JuliaReinforcementLearning / ReinforcementLearning.jl

A reinforcement learning package for Julia
https://juliareinforcementlearning.org
Other
584 stars 110 forks source link

Question: Can ReinforcementLearning.jl handle Partially Observed Markov Processes (POMDPs)? #608

Closed 00krishna closed 1 year ago

00krishna commented 2 years ago

Hello, I was just wondering if the ReinforcementLearning.jl package can handle Partially Observed MDPs? I know that the POMDP.jl package can work with these, but the interface is very different. Are there any plans to connect both RL ecosystems in Julia?

zsunberg commented 2 years ago

This is my attempt at such a connection: https://github.com/JuliaReinforcementLearning/CommonRLInterface.jl in terms of the environment interface.

Here is a simple POMDP example in the ReinforcementLearning.jl interface: https://github.com/JuliaReinforcementLearning/ReinforcementLearning.jl/blob/e90240c587ba22c68c01ae78b743f29a447b8314/src/ReinforcementLearningEnvironments/src/environments/examples/TigerProblemEnv.jl#L7-L13 Instead of returning a true Markov state, the RLBase.state function just returns a noisy observation.
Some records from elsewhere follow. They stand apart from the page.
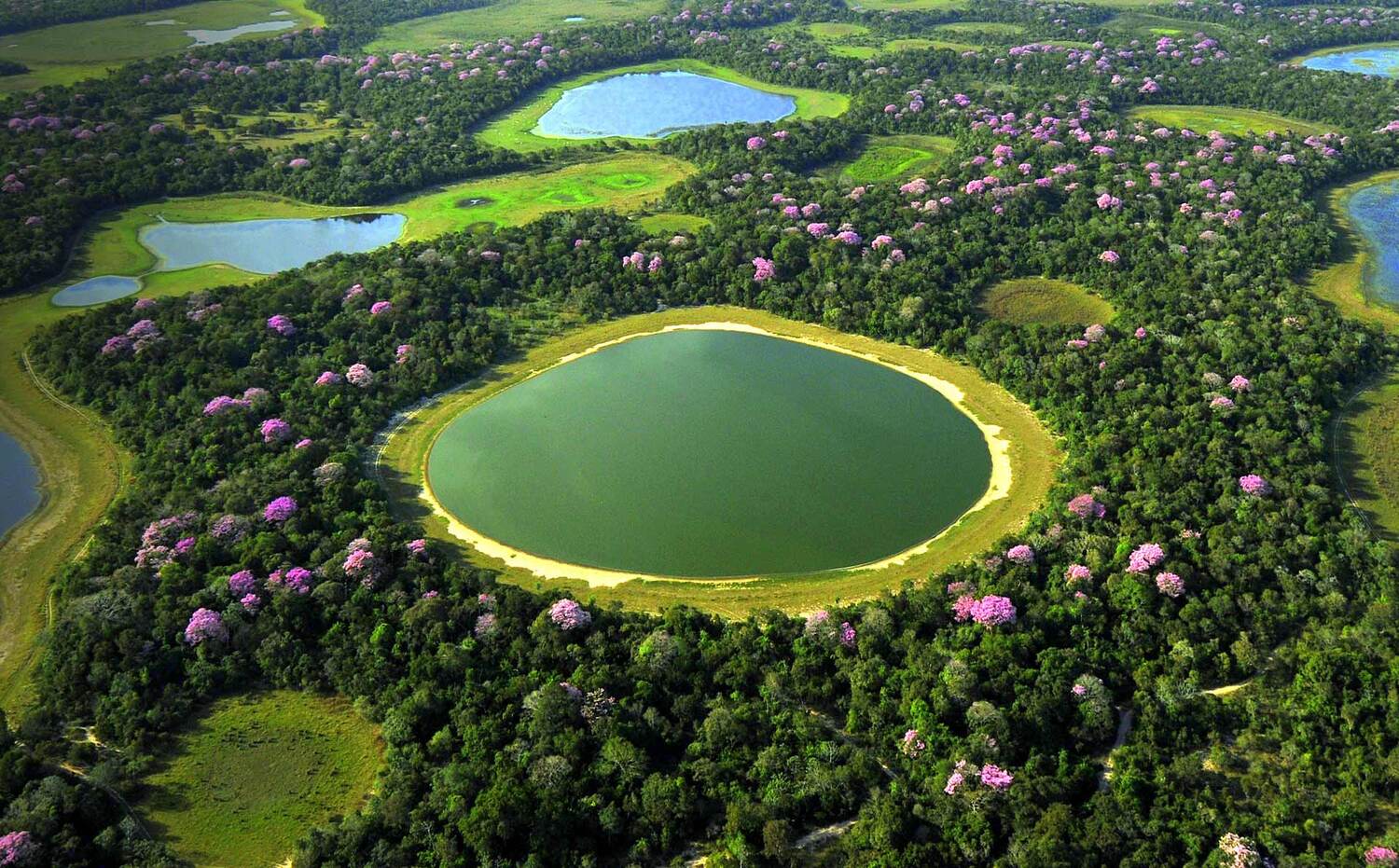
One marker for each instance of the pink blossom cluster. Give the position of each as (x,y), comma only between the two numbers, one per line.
(568,615)
(990,775)
(17,848)
(280,509)
(911,745)
(1086,506)
(1170,585)
(1254,484)
(206,625)
(1020,554)
(1144,557)
(276,431)
(282,324)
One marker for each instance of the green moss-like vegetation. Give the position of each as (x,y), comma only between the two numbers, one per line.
(1367,459)
(515,129)
(1231,122)
(1046,302)
(894,157)
(506,19)
(66,53)
(255,772)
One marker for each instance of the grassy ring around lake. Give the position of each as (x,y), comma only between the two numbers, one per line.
(515,131)
(1024,459)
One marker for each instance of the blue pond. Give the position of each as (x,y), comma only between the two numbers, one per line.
(262,246)
(651,105)
(1376,61)
(95,290)
(234,33)
(1374,212)
(269,245)
(19,481)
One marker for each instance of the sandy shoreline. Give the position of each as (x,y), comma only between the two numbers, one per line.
(546,568)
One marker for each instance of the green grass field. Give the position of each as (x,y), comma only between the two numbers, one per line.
(1231,122)
(909,6)
(671,223)
(893,157)
(515,131)
(111,243)
(1032,460)
(1041,301)
(66,53)
(506,19)
(304,126)
(1367,456)
(255,773)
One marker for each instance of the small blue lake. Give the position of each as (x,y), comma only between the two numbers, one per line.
(1374,61)
(266,246)
(234,33)
(651,105)
(19,481)
(262,246)
(95,290)
(1374,212)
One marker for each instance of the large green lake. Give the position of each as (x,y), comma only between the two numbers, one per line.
(711,453)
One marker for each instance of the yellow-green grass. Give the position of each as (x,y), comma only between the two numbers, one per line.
(1340,49)
(302,128)
(80,467)
(255,773)
(66,53)
(1228,120)
(1367,451)
(1365,459)
(998,28)
(517,129)
(111,243)
(508,19)
(1046,302)
(1032,460)
(672,223)
(894,157)
(908,6)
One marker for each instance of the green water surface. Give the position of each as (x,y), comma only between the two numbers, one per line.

The question of which algorithms are effective at solving POMDPs is more nuanced. In general, the optimal policy for a POMDP may depend on the entire history of observations rather than just the current observation as in an MDP. (I'll let others comment on what the preferred approach for this is in ReinforcementLearning.jl)

findmyway commented 2 years ago

Are there any plans to connect both RL ecosystems in Julia?

Yes!

But it might not be that quick. I'll come up with a roadmap in the next week to sort out what we want to achieve in the following minor version. One of the main goals is to improve the integration with other ecosystems in both Julia and Python.

zsunberg commented 2 years ago

I'll come up with a roadmap in the next week to sort out what we want to achieve in the following minor version.

@findmyway do you plan to build this around CommonRLInterface or a different approach?

findmyway commented 2 years ago

I'll come up with a roadmap in the next week to sort out what we want to achieve in the following minor version.

@findmyway do you plan to build this around CommonRLInterface or a different approach?

It will still be around CommonRLInterface. The main change will happen in the RLCore. I plan to decouple the experience generation and algo parts, so that we may have more indepth integrations.

00krishna commented 2 years ago

Hey folks, This is a very interesting conversation. And I think it is really quite helpful. I suppose there are a lot of approaches to solve POMDPs by trying to turn them into MDPs--such as averaging a few frames of video to get the velocity, etc. There are also some simple tricks like say using RNNs in the model. But then there are more interesting algorithms for problems where these standard tricks don't work.

I was wondering what you had in mind for the probabilistic programming language for the state estimation side? I think that the POMDP.jl package and such have their own PPL for estimating some of the Bayesian networks to do state estimation. But there are a much larger set of tools in julia for the probabilistic programming language. I was just wondering what your thoughts are on this question.

One key consideration is to allow some flexibility in backends. There are PPLs like Turing.jl, SOSS.jl, Gen.jl, and even newer ReactiveMP.jl, etc. But each of these methods works better on some problems rather than others. So in the case of doing research, we might find that using one backend versus a different PPL backend will suddenly give a big speedup in performance compared to existing backends. So this could be a very cheap and easy way to suddenly beat the state of the art in performance. ReactiveMP.jl is an interesting case in point, because it does message passing, but it also makes assumptions about the distributions of the variables--thus exploiting conjugacy. Since conjugacy calculations are deterministic, you don't need to use optimization or sampling to get the estimates--hence very fast. I am pretty sure that they is not an implementation of this in Python, hence a nice chance to pick up some very good benchmarks.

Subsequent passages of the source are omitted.